With correction I meant that when aiming to derive the 3+1d lorentz boost in matrix form as given here https://en.wikipedia.org/wiki/Lorentz_transformation#Boost_in_any_direction, but instead using the procedure of performing several 1+1d lorentz boosts and then establishing a relation between the coordinates of the initial and final inertial frame, a rotation will be an "unwanted byproduct" and won't lead me to the form given in the wiki article (or am I wrong here?). So I guess I would have to redo the rotation in order to obtain a pure boost.

11. Jul 30, 2015

### Staff: Mentor

A single 3+1d Lorentz boost, like what the Wiki page describes, is not the same as a sequence of 1+1d Lorentz boosts in different directions. The former is just a single boost where, for whatever reason, you haven't aligned any of the coordinate axes in the direction of the boost; the only issue involved is finding an expression for the single transformation in this case.

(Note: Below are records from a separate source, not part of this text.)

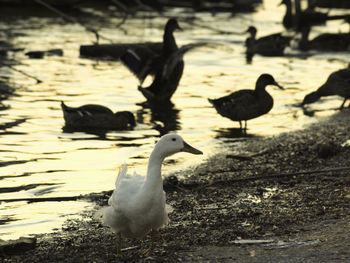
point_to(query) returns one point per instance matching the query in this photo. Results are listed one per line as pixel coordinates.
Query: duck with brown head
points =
(247, 104)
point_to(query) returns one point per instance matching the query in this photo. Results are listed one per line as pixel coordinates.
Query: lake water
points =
(40, 160)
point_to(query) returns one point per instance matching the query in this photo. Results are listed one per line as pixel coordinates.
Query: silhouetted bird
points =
(338, 83)
(271, 45)
(325, 42)
(92, 116)
(244, 105)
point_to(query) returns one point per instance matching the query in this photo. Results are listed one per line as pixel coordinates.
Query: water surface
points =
(41, 160)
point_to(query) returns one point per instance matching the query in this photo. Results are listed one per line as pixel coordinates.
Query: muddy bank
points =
(292, 191)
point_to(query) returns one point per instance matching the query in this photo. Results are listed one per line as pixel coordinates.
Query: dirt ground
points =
(279, 199)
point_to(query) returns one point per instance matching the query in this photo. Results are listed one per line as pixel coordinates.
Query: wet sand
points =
(292, 191)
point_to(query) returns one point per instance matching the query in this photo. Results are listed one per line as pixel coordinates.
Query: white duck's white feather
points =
(137, 205)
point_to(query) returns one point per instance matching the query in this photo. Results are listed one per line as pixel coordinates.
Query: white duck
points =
(137, 205)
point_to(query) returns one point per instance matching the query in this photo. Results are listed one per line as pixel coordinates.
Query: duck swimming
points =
(338, 83)
(245, 104)
(166, 67)
(137, 205)
(93, 116)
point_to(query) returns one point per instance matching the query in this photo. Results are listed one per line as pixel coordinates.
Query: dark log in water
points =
(114, 51)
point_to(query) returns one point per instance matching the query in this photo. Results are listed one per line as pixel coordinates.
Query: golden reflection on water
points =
(71, 164)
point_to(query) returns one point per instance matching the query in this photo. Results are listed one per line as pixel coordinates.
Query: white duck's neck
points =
(154, 176)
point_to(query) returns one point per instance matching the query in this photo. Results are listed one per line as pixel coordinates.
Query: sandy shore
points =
(278, 199)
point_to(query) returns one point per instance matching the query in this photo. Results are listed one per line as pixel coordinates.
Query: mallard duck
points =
(137, 205)
(92, 116)
(167, 67)
(325, 42)
(338, 83)
(271, 45)
(245, 104)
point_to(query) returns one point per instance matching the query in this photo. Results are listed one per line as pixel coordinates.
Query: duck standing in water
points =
(137, 205)
(93, 116)
(166, 67)
(245, 104)
(338, 83)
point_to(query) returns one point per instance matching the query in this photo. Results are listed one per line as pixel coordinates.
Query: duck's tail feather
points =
(134, 63)
(177, 56)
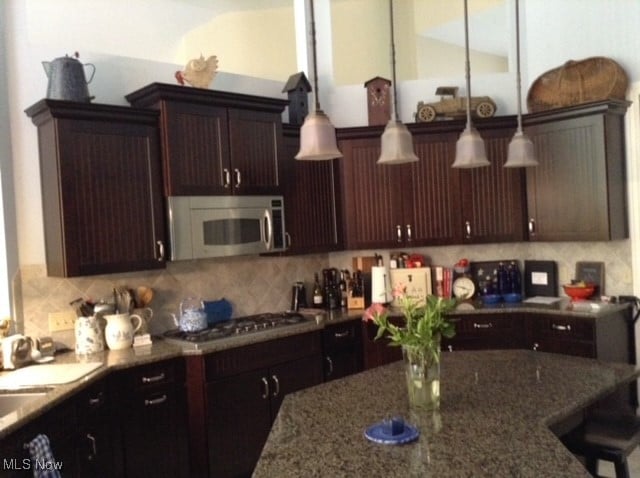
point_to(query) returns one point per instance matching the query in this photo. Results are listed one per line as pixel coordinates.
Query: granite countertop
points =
(496, 410)
(110, 360)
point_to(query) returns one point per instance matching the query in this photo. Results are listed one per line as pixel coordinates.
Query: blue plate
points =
(379, 433)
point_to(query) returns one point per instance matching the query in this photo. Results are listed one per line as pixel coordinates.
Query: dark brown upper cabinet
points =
(429, 202)
(215, 142)
(101, 188)
(312, 201)
(578, 192)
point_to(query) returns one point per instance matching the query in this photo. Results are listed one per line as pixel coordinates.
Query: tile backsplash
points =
(256, 284)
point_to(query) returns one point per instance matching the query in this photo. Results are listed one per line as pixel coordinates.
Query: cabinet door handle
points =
(330, 362)
(155, 401)
(97, 400)
(467, 229)
(265, 383)
(92, 442)
(398, 233)
(277, 384)
(154, 379)
(160, 255)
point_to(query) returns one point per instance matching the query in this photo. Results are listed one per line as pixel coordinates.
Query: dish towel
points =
(42, 461)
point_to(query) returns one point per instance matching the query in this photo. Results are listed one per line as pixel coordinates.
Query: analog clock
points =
(463, 288)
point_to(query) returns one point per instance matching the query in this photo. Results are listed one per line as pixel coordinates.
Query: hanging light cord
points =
(467, 64)
(315, 62)
(518, 79)
(393, 64)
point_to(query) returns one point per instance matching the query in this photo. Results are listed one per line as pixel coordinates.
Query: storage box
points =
(417, 282)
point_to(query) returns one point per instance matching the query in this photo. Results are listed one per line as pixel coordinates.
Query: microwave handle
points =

The latter is two (or more) boosts in different directions, and the issue is finding a generalized transformation that is equivalent to the two (or more) boosts applied one after the other. It's only that latter case that results in a rotation being included as part of the result; i.e., the generalized transformation that results from composing two or more boosts in different directions is not a pure boost; it's a boost plus a rotation. The "3+1d Lorentz boost" formula you gave does not describe this kind of transformation.